In the next chapter, we’ll see how to use multiple regression to quantify non-linear relationships. But first, let’s practice using simple regression.
Exercise: Who do you think eats more vegetables, people with low income, or people with high income?
Let’s find out.
As we’ve seen previously, the column _INCOMG1
represents income level and _VEGESU1
represents the number of vegetable servings respondents reported eating per day.
Make a scatter plot with vegetable servings versus income, that is, with vegetable servings on the y-axis and income group on the x-axis.
You might want to use ylim
to zoom in on the bottom half of the y-axis.
Exercise: Now estimate the slope of the relationship between vegetable consumption and income.
Use
dropna
to select rows where_INCOMG1
and_VEGESU1
are notNaN
.Extract
_INCOMG1
and_VEGESU1
and compute the simple linear regression of these variables.Finally, plot the regression line on top of the scatter plot.
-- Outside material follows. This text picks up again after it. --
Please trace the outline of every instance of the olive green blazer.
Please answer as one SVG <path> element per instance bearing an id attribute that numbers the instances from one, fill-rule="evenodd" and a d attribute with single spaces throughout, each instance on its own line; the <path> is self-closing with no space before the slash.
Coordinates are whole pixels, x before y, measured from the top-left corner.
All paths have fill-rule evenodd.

What is the slope of the regression line? What does this slope means in the context of the question we are exploring?
9.6. Summary#
This chapter presents three ways to visualize the relationship between two variables: a scatter plot, violin plot, and box plot. A scatter plot is often a good choice when you are exploring a new data set, but it can take some attention to avoid overplotting. Violin plots and box plots are particularly useful when one of the variables has only a few unique values or the values have been rounded into bins.
We considered two ways to quantify the strength of a relationship: the coefficient of correlation and the slope of a regression line. These statistics capture different aspect of what we might mean by “strength”. The coefficient of correlation indicates how well we can predict one variable, given the other. The slope of the regression line indicates how much difference we expect in one variable as we vary the other. One or the other might be more relevant, depending on the context.